Carl was getting nervous, and he felt immensely tired. It felt like an episode may hit him at any moment.
“I had a friend I couldn’t get ahold of yesterday and the clerk said my friend had passed out while in the gas station and they took my friend away. I just came from the hospital where my brother is right now after he had a similar thing happen to him and the docs don’t know why it happened. I was checking in on his kids and then I came back this way to go home,” said Carl quickly.
“That’s a lot of coincidence. It’s too involved for you to be lying about it. Where is your friend at now,” asked the officer?

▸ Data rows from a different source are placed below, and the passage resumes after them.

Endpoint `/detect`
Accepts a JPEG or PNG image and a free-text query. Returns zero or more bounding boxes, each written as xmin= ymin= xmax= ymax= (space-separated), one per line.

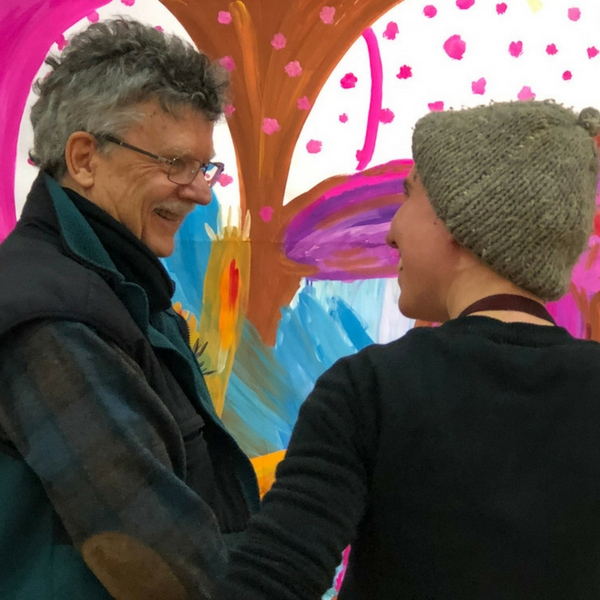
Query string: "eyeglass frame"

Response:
xmin=93 ymin=133 xmax=224 ymax=187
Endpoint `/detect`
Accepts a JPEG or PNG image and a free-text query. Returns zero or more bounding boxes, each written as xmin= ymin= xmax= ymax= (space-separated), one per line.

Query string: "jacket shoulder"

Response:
xmin=0 ymin=232 xmax=129 ymax=346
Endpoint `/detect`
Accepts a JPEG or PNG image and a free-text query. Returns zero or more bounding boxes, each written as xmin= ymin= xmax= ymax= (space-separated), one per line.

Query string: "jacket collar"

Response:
xmin=25 ymin=172 xmax=154 ymax=330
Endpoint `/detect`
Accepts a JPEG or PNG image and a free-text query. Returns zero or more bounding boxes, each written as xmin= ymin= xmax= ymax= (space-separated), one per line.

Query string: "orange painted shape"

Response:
xmin=250 ymin=449 xmax=286 ymax=498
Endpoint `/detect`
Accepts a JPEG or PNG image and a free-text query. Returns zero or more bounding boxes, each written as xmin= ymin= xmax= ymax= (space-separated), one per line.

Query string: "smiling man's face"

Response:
xmin=83 ymin=101 xmax=215 ymax=257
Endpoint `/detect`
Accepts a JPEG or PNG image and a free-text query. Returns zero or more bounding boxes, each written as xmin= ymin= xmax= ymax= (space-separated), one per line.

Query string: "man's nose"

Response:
xmin=179 ymin=175 xmax=212 ymax=206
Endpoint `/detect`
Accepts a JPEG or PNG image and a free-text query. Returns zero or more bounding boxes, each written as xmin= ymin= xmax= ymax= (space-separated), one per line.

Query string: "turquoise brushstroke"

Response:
xmin=329 ymin=297 xmax=374 ymax=350
xmin=220 ymin=284 xmax=379 ymax=457
xmin=307 ymin=279 xmax=388 ymax=345
xmin=222 ymin=320 xmax=299 ymax=456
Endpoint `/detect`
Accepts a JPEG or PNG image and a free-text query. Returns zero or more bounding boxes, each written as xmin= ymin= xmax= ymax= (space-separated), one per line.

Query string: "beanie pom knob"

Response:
xmin=578 ymin=106 xmax=600 ymax=137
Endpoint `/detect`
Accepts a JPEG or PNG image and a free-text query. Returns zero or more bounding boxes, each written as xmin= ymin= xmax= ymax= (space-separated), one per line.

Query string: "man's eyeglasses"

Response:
xmin=95 ymin=133 xmax=224 ymax=187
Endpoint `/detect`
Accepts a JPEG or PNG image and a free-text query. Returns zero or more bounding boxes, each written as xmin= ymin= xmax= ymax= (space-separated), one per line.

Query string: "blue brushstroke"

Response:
xmin=329 ymin=297 xmax=374 ymax=350
xmin=222 ymin=319 xmax=301 ymax=455
xmin=218 ymin=285 xmax=381 ymax=457
xmin=307 ymin=278 xmax=388 ymax=342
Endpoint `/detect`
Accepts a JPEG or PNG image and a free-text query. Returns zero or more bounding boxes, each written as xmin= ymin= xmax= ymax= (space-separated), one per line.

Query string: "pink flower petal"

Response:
xmin=155 ymin=26 xmax=164 ymax=32
xmin=219 ymin=56 xmax=236 ymax=72
xmin=444 ymin=35 xmax=466 ymax=60
xmin=379 ymin=108 xmax=395 ymax=123
xmin=428 ymin=101 xmax=445 ymax=111
xmin=471 ymin=77 xmax=486 ymax=95
xmin=121 ymin=0 xmax=135 ymax=5
xmin=285 ymin=61 xmax=302 ymax=77
xmin=562 ymin=70 xmax=573 ymax=80
xmin=259 ymin=206 xmax=274 ymax=222
xmin=297 ymin=96 xmax=311 ymax=110
xmin=496 ymin=2 xmax=507 ymax=14
xmin=340 ymin=73 xmax=358 ymax=89
xmin=224 ymin=104 xmax=236 ymax=116
xmin=587 ymin=46 xmax=599 ymax=59
xmin=396 ymin=65 xmax=412 ymax=79
xmin=383 ymin=22 xmax=399 ymax=40
xmin=320 ymin=6 xmax=336 ymax=24
xmin=271 ymin=33 xmax=287 ymax=49
xmin=339 ymin=113 xmax=349 ymax=123
xmin=509 ymin=40 xmax=523 ymax=57
xmin=87 ymin=10 xmax=99 ymax=23
xmin=423 ymin=5 xmax=437 ymax=17
xmin=262 ymin=118 xmax=280 ymax=135
xmin=306 ymin=140 xmax=322 ymax=154
xmin=546 ymin=43 xmax=558 ymax=55
xmin=517 ymin=85 xmax=536 ymax=101
xmin=218 ymin=174 xmax=233 ymax=187
xmin=218 ymin=11 xmax=232 ymax=24
xmin=567 ymin=7 xmax=581 ymax=21
xmin=457 ymin=0 xmax=475 ymax=9
xmin=56 ymin=34 xmax=69 ymax=51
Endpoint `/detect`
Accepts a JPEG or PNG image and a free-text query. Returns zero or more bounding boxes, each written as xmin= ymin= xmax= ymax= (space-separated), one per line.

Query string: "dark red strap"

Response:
xmin=458 ymin=294 xmax=556 ymax=325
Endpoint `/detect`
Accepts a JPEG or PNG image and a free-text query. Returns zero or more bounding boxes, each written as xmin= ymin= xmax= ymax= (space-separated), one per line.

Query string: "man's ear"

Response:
xmin=64 ymin=132 xmax=99 ymax=189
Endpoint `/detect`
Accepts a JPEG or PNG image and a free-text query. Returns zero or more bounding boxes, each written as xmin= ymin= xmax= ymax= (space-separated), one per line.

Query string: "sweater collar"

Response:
xmin=443 ymin=314 xmax=574 ymax=347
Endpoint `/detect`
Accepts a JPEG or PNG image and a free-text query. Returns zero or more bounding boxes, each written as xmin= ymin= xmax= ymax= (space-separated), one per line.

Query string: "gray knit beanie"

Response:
xmin=412 ymin=100 xmax=600 ymax=301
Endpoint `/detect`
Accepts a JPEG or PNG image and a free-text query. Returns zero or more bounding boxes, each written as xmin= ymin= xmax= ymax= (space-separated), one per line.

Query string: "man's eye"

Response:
xmin=173 ymin=157 xmax=200 ymax=174
xmin=169 ymin=158 xmax=187 ymax=176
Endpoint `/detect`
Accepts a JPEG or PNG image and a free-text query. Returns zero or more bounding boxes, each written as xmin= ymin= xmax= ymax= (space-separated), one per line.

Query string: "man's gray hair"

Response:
xmin=30 ymin=18 xmax=229 ymax=180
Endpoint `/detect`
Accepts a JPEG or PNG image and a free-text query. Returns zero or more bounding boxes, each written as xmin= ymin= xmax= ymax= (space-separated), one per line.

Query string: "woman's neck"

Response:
xmin=445 ymin=269 xmax=551 ymax=325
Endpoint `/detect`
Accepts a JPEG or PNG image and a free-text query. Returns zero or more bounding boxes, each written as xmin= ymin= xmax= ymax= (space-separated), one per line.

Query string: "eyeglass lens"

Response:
xmin=168 ymin=158 xmax=222 ymax=187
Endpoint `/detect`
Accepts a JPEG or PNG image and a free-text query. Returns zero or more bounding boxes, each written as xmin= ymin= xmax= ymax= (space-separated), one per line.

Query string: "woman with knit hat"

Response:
xmin=217 ymin=100 xmax=600 ymax=600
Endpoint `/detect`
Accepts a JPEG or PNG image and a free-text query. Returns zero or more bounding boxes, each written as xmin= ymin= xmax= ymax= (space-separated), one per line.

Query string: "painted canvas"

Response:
xmin=2 ymin=0 xmax=600 ymax=596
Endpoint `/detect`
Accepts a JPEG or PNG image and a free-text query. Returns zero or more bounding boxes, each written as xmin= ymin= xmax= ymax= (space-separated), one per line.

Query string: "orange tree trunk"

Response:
xmin=160 ymin=0 xmax=404 ymax=345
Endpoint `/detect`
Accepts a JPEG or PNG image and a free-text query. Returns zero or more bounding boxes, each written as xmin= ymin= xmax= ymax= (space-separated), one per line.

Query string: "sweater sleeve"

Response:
xmin=215 ymin=354 xmax=375 ymax=600
xmin=0 ymin=320 xmax=226 ymax=600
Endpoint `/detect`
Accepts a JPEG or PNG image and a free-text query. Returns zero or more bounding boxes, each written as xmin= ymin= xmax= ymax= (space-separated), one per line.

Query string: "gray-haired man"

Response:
xmin=0 ymin=19 xmax=259 ymax=600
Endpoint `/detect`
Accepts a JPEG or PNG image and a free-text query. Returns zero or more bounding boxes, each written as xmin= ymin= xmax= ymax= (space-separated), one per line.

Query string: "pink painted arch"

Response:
xmin=0 ymin=0 xmax=111 ymax=242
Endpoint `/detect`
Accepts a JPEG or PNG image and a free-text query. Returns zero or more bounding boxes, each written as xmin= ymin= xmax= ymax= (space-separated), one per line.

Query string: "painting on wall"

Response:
xmin=2 ymin=0 xmax=600 ymax=595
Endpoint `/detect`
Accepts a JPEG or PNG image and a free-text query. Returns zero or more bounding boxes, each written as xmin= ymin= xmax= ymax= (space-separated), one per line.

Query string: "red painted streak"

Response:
xmin=229 ymin=259 xmax=240 ymax=307
xmin=356 ymin=27 xmax=383 ymax=171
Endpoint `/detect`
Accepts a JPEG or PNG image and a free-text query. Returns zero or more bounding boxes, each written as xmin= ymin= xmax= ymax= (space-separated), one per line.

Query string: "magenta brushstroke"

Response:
xmin=356 ymin=28 xmax=383 ymax=171
xmin=284 ymin=160 xmax=412 ymax=280
xmin=288 ymin=160 xmax=411 ymax=235
xmin=0 ymin=0 xmax=111 ymax=242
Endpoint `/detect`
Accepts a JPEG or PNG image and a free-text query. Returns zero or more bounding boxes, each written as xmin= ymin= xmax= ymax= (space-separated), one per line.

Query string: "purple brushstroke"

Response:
xmin=0 ymin=0 xmax=111 ymax=242
xmin=285 ymin=160 xmax=411 ymax=280
xmin=356 ymin=28 xmax=383 ymax=171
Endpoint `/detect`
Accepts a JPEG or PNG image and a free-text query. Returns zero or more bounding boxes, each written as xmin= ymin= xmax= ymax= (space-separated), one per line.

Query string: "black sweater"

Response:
xmin=217 ymin=316 xmax=600 ymax=600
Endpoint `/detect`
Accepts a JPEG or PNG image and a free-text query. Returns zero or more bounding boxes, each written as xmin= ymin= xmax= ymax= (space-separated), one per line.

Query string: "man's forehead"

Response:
xmin=133 ymin=101 xmax=215 ymax=155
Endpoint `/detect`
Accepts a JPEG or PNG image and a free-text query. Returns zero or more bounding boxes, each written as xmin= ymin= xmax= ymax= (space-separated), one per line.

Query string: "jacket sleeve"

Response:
xmin=0 ymin=319 xmax=226 ymax=600
xmin=215 ymin=354 xmax=376 ymax=600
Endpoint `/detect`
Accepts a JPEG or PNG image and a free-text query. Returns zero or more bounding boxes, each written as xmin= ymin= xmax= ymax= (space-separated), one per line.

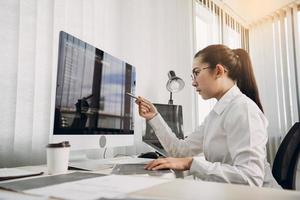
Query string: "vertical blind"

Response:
xmin=249 ymin=3 xmax=300 ymax=163
xmin=194 ymin=0 xmax=300 ymax=164
xmin=0 ymin=0 xmax=54 ymax=167
xmin=0 ymin=0 xmax=195 ymax=167
xmin=195 ymin=0 xmax=249 ymax=50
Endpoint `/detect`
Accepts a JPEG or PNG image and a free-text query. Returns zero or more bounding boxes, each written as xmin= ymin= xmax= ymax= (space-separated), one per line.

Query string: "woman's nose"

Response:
xmin=192 ymin=79 xmax=197 ymax=87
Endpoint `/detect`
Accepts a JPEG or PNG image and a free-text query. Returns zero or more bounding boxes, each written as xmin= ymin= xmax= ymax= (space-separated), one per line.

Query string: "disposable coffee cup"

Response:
xmin=46 ymin=141 xmax=70 ymax=175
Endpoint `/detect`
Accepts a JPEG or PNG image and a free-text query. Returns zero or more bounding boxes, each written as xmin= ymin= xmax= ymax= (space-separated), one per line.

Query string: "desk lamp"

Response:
xmin=166 ymin=70 xmax=185 ymax=104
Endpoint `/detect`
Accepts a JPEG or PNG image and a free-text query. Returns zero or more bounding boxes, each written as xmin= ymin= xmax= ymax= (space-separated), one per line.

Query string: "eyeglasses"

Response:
xmin=191 ymin=66 xmax=210 ymax=80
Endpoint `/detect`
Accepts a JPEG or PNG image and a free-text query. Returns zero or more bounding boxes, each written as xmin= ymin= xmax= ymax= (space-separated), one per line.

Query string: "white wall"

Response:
xmin=0 ymin=0 xmax=194 ymax=166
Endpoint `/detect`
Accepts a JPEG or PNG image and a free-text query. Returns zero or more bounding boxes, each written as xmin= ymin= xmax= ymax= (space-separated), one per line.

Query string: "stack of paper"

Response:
xmin=0 ymin=168 xmax=43 ymax=181
xmin=24 ymin=175 xmax=171 ymax=200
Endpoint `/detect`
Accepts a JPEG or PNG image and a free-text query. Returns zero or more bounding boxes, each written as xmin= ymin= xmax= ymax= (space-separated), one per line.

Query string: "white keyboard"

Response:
xmin=69 ymin=156 xmax=153 ymax=171
xmin=105 ymin=157 xmax=154 ymax=164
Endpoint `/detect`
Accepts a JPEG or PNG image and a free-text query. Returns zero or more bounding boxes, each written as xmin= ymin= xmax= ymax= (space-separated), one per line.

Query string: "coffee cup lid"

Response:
xmin=47 ymin=141 xmax=70 ymax=148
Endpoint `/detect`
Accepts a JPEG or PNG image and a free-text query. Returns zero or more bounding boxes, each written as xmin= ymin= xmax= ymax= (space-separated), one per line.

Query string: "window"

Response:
xmin=194 ymin=1 xmax=220 ymax=125
xmin=193 ymin=0 xmax=248 ymax=126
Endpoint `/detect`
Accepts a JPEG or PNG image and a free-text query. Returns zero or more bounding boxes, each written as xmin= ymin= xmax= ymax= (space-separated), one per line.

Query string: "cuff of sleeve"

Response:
xmin=147 ymin=114 xmax=165 ymax=132
xmin=190 ymin=156 xmax=211 ymax=179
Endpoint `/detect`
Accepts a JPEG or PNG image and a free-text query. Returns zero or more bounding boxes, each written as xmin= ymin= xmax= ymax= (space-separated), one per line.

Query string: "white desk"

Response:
xmin=130 ymin=179 xmax=300 ymax=200
xmin=1 ymin=163 xmax=300 ymax=200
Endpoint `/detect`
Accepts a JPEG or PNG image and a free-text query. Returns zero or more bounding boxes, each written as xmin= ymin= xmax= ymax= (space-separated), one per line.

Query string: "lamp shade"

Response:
xmin=166 ymin=71 xmax=185 ymax=93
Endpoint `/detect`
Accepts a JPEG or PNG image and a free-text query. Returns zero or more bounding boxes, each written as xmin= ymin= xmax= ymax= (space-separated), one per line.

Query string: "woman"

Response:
xmin=136 ymin=44 xmax=280 ymax=188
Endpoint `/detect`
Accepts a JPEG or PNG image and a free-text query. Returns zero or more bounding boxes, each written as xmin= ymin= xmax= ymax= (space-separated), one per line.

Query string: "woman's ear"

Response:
xmin=215 ymin=64 xmax=226 ymax=78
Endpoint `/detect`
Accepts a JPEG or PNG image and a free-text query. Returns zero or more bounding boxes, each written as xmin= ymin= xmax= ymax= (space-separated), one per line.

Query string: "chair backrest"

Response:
xmin=143 ymin=103 xmax=184 ymax=156
xmin=272 ymin=122 xmax=300 ymax=190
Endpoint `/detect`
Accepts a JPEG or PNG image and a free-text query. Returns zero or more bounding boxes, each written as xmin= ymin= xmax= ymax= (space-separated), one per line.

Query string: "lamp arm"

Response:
xmin=168 ymin=92 xmax=173 ymax=105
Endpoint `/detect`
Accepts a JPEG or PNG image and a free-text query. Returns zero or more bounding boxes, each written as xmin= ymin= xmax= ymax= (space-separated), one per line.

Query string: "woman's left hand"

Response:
xmin=145 ymin=157 xmax=193 ymax=171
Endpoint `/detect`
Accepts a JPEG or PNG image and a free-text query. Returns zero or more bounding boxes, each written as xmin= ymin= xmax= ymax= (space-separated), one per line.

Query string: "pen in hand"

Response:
xmin=126 ymin=92 xmax=138 ymax=100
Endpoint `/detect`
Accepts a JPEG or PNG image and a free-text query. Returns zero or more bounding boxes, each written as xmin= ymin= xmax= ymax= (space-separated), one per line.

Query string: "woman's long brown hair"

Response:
xmin=194 ymin=44 xmax=264 ymax=112
xmin=233 ymin=48 xmax=263 ymax=113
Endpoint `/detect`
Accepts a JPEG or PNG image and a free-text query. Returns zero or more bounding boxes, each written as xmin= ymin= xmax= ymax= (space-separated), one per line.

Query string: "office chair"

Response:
xmin=143 ymin=103 xmax=184 ymax=156
xmin=272 ymin=122 xmax=300 ymax=190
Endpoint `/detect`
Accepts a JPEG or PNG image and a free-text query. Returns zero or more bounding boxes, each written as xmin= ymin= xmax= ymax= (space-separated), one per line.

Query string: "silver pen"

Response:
xmin=126 ymin=92 xmax=138 ymax=100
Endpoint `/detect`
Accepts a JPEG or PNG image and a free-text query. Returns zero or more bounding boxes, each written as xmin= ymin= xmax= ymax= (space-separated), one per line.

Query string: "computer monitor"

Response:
xmin=142 ymin=104 xmax=184 ymax=156
xmin=49 ymin=31 xmax=136 ymax=150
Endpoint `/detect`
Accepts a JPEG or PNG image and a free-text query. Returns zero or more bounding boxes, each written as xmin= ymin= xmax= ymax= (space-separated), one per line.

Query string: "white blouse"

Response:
xmin=148 ymin=85 xmax=281 ymax=188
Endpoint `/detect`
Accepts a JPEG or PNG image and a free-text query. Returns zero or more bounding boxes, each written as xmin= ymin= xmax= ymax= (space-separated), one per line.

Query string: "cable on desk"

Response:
xmin=102 ymin=148 xmax=107 ymax=159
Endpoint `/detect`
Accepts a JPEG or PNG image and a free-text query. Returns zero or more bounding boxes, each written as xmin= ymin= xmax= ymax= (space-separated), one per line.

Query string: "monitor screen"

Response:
xmin=143 ymin=104 xmax=184 ymax=156
xmin=50 ymin=31 xmax=136 ymax=149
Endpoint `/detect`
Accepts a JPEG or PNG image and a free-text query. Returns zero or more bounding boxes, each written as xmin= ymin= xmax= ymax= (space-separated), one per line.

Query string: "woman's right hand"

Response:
xmin=135 ymin=97 xmax=158 ymax=120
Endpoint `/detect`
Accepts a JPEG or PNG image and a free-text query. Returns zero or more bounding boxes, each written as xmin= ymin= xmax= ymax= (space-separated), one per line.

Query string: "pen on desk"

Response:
xmin=126 ymin=92 xmax=138 ymax=100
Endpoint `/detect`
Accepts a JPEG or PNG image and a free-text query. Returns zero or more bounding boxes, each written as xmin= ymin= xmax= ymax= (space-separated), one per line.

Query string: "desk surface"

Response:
xmin=1 ymin=162 xmax=300 ymax=200
xmin=130 ymin=179 xmax=300 ymax=200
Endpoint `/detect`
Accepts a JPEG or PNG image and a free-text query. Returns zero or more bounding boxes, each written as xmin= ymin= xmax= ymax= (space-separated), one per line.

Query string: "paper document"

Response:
xmin=25 ymin=175 xmax=171 ymax=200
xmin=0 ymin=168 xmax=43 ymax=181
xmin=0 ymin=190 xmax=47 ymax=200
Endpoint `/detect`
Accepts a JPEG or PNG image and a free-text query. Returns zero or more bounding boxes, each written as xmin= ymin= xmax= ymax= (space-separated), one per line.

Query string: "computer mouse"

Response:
xmin=138 ymin=152 xmax=159 ymax=159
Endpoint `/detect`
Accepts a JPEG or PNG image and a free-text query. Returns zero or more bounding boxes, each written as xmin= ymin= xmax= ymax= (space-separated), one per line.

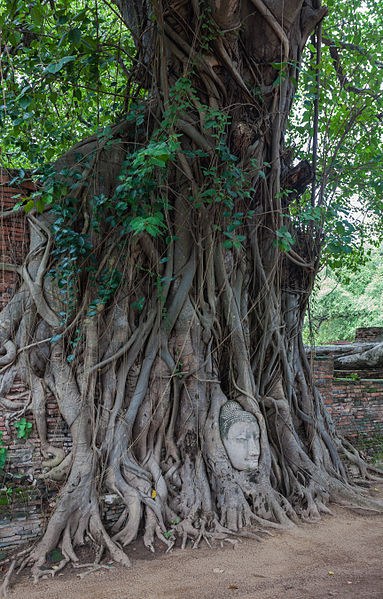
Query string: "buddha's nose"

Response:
xmin=248 ymin=437 xmax=259 ymax=456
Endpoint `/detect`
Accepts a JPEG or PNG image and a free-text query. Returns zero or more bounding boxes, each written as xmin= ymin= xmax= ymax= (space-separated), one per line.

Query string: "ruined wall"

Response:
xmin=355 ymin=327 xmax=383 ymax=343
xmin=312 ymin=327 xmax=383 ymax=440
xmin=313 ymin=357 xmax=383 ymax=440
xmin=0 ymin=384 xmax=72 ymax=550
xmin=1 ymin=171 xmax=46 ymax=550
xmin=0 ymin=169 xmax=31 ymax=309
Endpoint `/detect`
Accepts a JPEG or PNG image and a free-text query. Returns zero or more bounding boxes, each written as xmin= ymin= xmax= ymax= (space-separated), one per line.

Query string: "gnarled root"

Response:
xmin=40 ymin=448 xmax=69 ymax=481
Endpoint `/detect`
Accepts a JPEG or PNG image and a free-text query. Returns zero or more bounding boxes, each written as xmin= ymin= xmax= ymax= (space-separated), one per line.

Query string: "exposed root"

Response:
xmin=220 ymin=538 xmax=240 ymax=549
xmin=41 ymin=445 xmax=66 ymax=470
xmin=73 ymin=563 xmax=114 ymax=579
xmin=34 ymin=558 xmax=69 ymax=580
xmin=0 ymin=559 xmax=16 ymax=598
xmin=40 ymin=452 xmax=71 ymax=482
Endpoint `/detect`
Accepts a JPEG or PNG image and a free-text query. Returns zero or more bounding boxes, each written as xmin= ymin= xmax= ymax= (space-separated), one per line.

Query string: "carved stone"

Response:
xmin=219 ymin=401 xmax=260 ymax=471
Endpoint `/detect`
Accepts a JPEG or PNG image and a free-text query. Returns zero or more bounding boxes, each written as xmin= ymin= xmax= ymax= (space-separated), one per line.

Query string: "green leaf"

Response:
xmin=50 ymin=334 xmax=62 ymax=343
xmin=14 ymin=418 xmax=32 ymax=439
xmin=68 ymin=28 xmax=82 ymax=44
xmin=57 ymin=14 xmax=69 ymax=25
xmin=270 ymin=61 xmax=287 ymax=70
xmin=35 ymin=198 xmax=45 ymax=213
xmin=149 ymin=157 xmax=168 ymax=167
xmin=131 ymin=297 xmax=145 ymax=311
xmin=46 ymin=549 xmax=63 ymax=564
xmin=30 ymin=4 xmax=44 ymax=26
xmin=18 ymin=96 xmax=32 ymax=109
xmin=222 ymin=239 xmax=233 ymax=249
xmin=129 ymin=217 xmax=146 ymax=234
xmin=24 ymin=200 xmax=34 ymax=213
xmin=45 ymin=56 xmax=76 ymax=74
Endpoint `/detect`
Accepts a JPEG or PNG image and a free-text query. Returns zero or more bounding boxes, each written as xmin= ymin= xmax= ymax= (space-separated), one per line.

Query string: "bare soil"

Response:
xmin=8 ymin=487 xmax=383 ymax=599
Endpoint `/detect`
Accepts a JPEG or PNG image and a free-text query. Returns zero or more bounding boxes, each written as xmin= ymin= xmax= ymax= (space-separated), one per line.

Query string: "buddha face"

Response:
xmin=222 ymin=419 xmax=260 ymax=471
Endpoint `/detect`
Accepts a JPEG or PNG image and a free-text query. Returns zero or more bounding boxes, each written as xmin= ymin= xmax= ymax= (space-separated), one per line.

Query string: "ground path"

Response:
xmin=9 ymin=487 xmax=383 ymax=599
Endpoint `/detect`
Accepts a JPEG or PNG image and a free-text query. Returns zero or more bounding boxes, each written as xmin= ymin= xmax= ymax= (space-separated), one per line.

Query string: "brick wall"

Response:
xmin=313 ymin=355 xmax=383 ymax=440
xmin=355 ymin=327 xmax=383 ymax=343
xmin=0 ymin=388 xmax=123 ymax=551
xmin=0 ymin=169 xmax=32 ymax=309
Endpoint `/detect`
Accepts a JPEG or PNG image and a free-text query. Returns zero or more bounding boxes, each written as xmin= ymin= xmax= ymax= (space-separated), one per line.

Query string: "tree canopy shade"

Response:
xmin=1 ymin=0 xmax=383 ymax=591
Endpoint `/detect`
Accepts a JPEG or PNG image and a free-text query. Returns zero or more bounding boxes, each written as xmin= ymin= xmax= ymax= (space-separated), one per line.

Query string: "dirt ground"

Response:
xmin=7 ymin=487 xmax=383 ymax=599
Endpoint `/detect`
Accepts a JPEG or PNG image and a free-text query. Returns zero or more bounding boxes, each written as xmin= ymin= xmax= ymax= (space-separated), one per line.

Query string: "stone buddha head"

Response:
xmin=219 ymin=401 xmax=260 ymax=471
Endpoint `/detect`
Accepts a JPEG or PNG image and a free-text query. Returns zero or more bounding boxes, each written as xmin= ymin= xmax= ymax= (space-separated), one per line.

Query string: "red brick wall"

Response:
xmin=355 ymin=327 xmax=383 ymax=343
xmin=0 ymin=382 xmax=72 ymax=477
xmin=0 ymin=170 xmax=72 ymax=472
xmin=314 ymin=356 xmax=383 ymax=440
xmin=0 ymin=169 xmax=32 ymax=308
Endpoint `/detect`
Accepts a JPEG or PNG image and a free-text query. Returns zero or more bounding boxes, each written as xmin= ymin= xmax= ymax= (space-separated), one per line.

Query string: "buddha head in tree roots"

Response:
xmin=219 ymin=401 xmax=260 ymax=471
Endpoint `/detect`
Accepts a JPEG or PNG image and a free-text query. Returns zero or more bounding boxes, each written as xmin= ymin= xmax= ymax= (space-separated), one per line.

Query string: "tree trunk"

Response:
xmin=1 ymin=0 xmax=382 ymax=590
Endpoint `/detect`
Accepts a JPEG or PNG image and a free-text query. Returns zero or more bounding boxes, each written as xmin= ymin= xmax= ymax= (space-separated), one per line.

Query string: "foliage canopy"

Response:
xmin=1 ymin=0 xmax=383 ymax=268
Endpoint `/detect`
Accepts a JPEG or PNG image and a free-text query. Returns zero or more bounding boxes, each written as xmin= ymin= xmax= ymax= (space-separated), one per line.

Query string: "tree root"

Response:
xmin=0 ymin=559 xmax=17 ymax=598
xmin=34 ymin=558 xmax=69 ymax=581
xmin=73 ymin=563 xmax=114 ymax=579
xmin=40 ymin=452 xmax=71 ymax=482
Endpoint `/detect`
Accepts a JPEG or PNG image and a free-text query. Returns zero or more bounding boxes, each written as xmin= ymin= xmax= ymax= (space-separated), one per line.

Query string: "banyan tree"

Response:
xmin=0 ymin=0 xmax=382 ymax=590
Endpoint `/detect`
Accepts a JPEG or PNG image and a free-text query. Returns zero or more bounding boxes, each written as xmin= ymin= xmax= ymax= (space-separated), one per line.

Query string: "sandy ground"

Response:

“The clerk said they took him to the hospital, so I assume he is in the same hospital as my brother. I’m heading back to the hospital tomorrow, or rather, later today, and I’ll see if he is there and see how he is,” replied Carl.
“I was in on that call, what’s your friends name,” asked the officer?
“Vince,” replied Carl.
“Yeah, that checks out. When he left the scene, he was stable. He couldn’t talk for some reason and looked like he was in pain. The EMT’s took good care of him and I’m no doc but I am sure he is going to be fine. Get home and get some rest. That coffee is going to keep you up. I’d recommend not drinking the rest of it so you can sleep,” said the officer.
“Thanks for letting me know officer. Vince is a good friend and having this happen to both him and my brother is disturbing,” said Carl.
“Probably not as disturbing as the NPR program you are listening to. Here is your paperwork. Get home safe,” replied the officer.
The officer went back to his car and pulled around Carl and speed off in the same direction Carl was going. Carl took a deep breath and turned the podcast back on as he pulled into the road. When Carl had made it home it was near four o’clock in the morning. The night was fading as the sun started to come up slowly. He stayed in his car for a few minutes and then turned it off and headed up the stairs to his apartment. When he entered, he saw Cheryl sleeping on the couch and lightly touched her.
“Let’s go to bed. I am taking the day off work,” he said to her softly. Cheryl stirred a little bit and groaned.
“I’m glad you made it home safely. I tried to stay up, but I was too tired,” Cheryl said sleepily.